PS: Der BR verstößt hier weder gegen das BetrVG noch gegen das SGB IX. Er handelt also vollkommen rechtskonform

Du könntest aber in solchen Fällen, wo die Beendigung des Beschäftigungsverhältnisses durchaus verständlich ist auf den Weg via Aufhebungsvertrag hinweisen.
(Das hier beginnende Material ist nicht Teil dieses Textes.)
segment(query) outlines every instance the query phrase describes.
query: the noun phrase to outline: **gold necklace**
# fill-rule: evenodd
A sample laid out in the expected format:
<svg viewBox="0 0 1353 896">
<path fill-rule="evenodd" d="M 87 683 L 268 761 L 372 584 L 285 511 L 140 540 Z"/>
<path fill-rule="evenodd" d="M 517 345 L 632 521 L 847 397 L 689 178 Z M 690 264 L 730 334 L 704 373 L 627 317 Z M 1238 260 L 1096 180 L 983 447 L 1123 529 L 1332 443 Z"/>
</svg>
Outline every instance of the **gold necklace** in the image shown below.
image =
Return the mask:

Dass der AG diesen "Sonderweg" der Beendigung nutzen möchte kann ich mir aber erklären, denn bei einer Kündigung Seitens AG hat der Beschäftigte sofort Anspruch auf ALG I, bekommt also keine Sperre. Es sei die AfA prüft genau und erkennt, dass hier dieser "Sonderwege" als "Umgehung des Aufhebungsvertrag" gewählt wurde. Dann könnte die AfA anders handeln, da dann ja die Beendigung von AN angestrebt/ verursacht wurde.
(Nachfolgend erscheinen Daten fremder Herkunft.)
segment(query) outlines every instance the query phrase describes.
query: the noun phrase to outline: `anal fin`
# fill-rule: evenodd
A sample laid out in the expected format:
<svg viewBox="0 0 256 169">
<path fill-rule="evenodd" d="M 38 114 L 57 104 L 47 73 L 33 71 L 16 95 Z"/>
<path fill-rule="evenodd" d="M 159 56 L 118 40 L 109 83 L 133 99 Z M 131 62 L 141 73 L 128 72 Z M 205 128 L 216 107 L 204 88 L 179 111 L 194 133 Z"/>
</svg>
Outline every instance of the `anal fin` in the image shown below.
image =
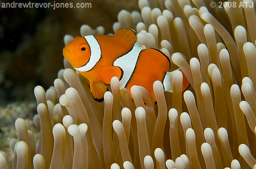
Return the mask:
<svg viewBox="0 0 256 169">
<path fill-rule="evenodd" d="M 117 66 L 104 67 L 100 69 L 101 72 L 98 79 L 101 82 L 108 84 L 110 84 L 111 79 L 114 76 L 117 77 L 120 79 L 122 77 L 123 71 L 121 68 Z"/>
<path fill-rule="evenodd" d="M 108 90 L 107 85 L 103 83 L 90 81 L 90 88 L 94 100 L 102 101 L 104 94 Z"/>
</svg>

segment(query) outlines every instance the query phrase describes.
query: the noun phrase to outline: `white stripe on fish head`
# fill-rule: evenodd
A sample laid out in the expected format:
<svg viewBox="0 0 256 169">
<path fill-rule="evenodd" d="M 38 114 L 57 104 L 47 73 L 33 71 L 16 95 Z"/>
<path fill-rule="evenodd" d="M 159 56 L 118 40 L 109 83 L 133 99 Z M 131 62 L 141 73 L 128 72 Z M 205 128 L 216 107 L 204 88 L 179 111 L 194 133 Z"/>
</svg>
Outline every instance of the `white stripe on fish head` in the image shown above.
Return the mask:
<svg viewBox="0 0 256 169">
<path fill-rule="evenodd" d="M 80 72 L 87 72 L 91 70 L 100 59 L 101 49 L 99 42 L 93 35 L 88 35 L 84 37 L 89 45 L 91 55 L 88 62 L 80 68 L 74 68 Z"/>
</svg>

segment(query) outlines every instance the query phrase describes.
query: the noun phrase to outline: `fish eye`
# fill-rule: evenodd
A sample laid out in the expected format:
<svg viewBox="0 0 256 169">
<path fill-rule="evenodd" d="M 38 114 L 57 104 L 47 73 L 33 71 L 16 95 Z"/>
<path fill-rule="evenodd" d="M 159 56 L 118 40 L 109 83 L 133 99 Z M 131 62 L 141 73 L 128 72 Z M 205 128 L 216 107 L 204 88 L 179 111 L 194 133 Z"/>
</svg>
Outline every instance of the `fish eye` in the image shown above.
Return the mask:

Als "Bürger" habe ich mit diesem von AN gewählten Weg Probleme, denn hier "schützt" sich ein AN vor einer berechtigten Sperre und es geht um beim ALG I Gelder der Arbeitnehmerschaft/ Sozialtopf.

Sehr große Bitte:
Diesen Hinweistext über dem Textfeld bei Beiträgen beachten, denn sonst werden Beiträge unnötig lange und auch unübersichtlich.
"Text: Bitte nicht benötigten zitierten Text löschen --> Text löschen"
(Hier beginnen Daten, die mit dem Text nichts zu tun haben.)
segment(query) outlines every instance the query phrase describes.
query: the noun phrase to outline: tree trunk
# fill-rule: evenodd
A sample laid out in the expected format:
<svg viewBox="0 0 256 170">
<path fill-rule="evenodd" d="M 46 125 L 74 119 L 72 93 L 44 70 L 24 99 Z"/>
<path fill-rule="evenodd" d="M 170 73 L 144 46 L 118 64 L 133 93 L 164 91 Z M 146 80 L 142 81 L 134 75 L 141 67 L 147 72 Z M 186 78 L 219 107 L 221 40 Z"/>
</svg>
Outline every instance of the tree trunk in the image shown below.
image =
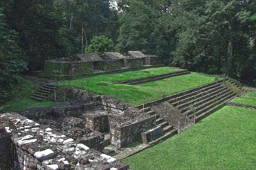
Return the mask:
<svg viewBox="0 0 256 170">
<path fill-rule="evenodd" d="M 73 14 L 71 14 L 71 19 L 70 19 L 70 26 L 69 29 L 71 29 L 71 27 L 72 26 L 72 20 L 73 19 Z"/>
<path fill-rule="evenodd" d="M 228 65 L 229 68 L 229 71 L 230 70 L 232 67 L 232 57 L 233 56 L 233 45 L 234 40 L 232 35 L 233 27 L 233 21 L 232 20 L 232 16 L 231 14 L 229 15 L 229 29 L 230 30 L 231 34 L 230 36 L 230 39 L 229 42 L 228 44 Z"/>
</svg>

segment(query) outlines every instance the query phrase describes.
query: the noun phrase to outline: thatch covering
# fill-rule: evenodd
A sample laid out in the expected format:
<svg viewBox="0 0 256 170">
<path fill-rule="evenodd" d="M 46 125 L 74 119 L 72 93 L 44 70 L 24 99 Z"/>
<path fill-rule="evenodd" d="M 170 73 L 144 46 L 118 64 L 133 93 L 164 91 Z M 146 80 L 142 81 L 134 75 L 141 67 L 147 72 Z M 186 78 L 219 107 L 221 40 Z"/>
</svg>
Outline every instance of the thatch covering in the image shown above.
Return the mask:
<svg viewBox="0 0 256 170">
<path fill-rule="evenodd" d="M 128 53 L 134 58 L 144 58 L 145 56 L 139 51 L 128 51 Z"/>
<path fill-rule="evenodd" d="M 112 60 L 121 59 L 125 58 L 123 55 L 117 52 L 104 52 L 103 54 Z"/>
<path fill-rule="evenodd" d="M 76 56 L 81 61 L 83 61 L 93 62 L 102 60 L 99 55 L 96 53 L 78 54 L 76 55 Z"/>
</svg>

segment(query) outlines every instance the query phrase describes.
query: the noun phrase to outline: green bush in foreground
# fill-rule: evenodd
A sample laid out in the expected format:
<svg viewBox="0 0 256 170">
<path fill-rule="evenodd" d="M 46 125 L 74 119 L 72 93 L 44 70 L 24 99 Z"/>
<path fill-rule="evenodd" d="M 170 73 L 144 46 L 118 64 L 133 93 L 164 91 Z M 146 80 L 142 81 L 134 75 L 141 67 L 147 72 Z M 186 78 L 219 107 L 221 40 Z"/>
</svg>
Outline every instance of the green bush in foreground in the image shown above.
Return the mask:
<svg viewBox="0 0 256 170">
<path fill-rule="evenodd" d="M 255 110 L 227 106 L 123 160 L 133 169 L 255 169 Z"/>
</svg>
BR stimmt gegen den Integrationsamt

Hotte, Stuttgart, Thursday, 23.02.2012, 13:39 (vor 4468 Tagen) @ Christiane

Hallo Christiane

»» Der Mitarbeiter ist froh nicht mehr arbeiten zu müssen und hatte dies
» auch dokumentiert. Deshalb - unter anderem - verstehe ich den BR nicht und
» benötigte Argumente gegen diese Haltung.
»


Nein. Du benötigst keine Argumente. Wie Bernhard schon geschrieben hat, war und ist das Handeln des BR rechtskonform.

Sofern der AN einen Antrag auf Arbeitslosengeld stellen wird, so wird er, meine nicht rechtskundig gedeckte Meinung, Probleme bekommen. Er muss das Kündigungsschreiben vorlegen, er muss angeben, das er eine Abfindung erhalten hat, er muss angeben, ob Kündigungsschutzverfahren eingeleitet oder beabsichtigt ist. Ich denke, das die AFA erkennen wird, das es sich hier um eine Scheinkündigung handelt, und wird wegen der Abfindung eine Sperre (12 Wochen >) aussprechen.

Zum Tip von Bernhard (Aufhebungsvertrag) noch ein kleiner Hinweis: In solchen Fällen immer vorher Kontakt mit den zuständigen Ausschuss vom BR aufnehmen.

VG
Hotte

--
Richard v. Weizsäcker:
"Nicht Behindert zusein,ist wahrlich kein Verdienst, sondern ein Geschenk, das jedem von uns jeder Zeit genommen werden kann."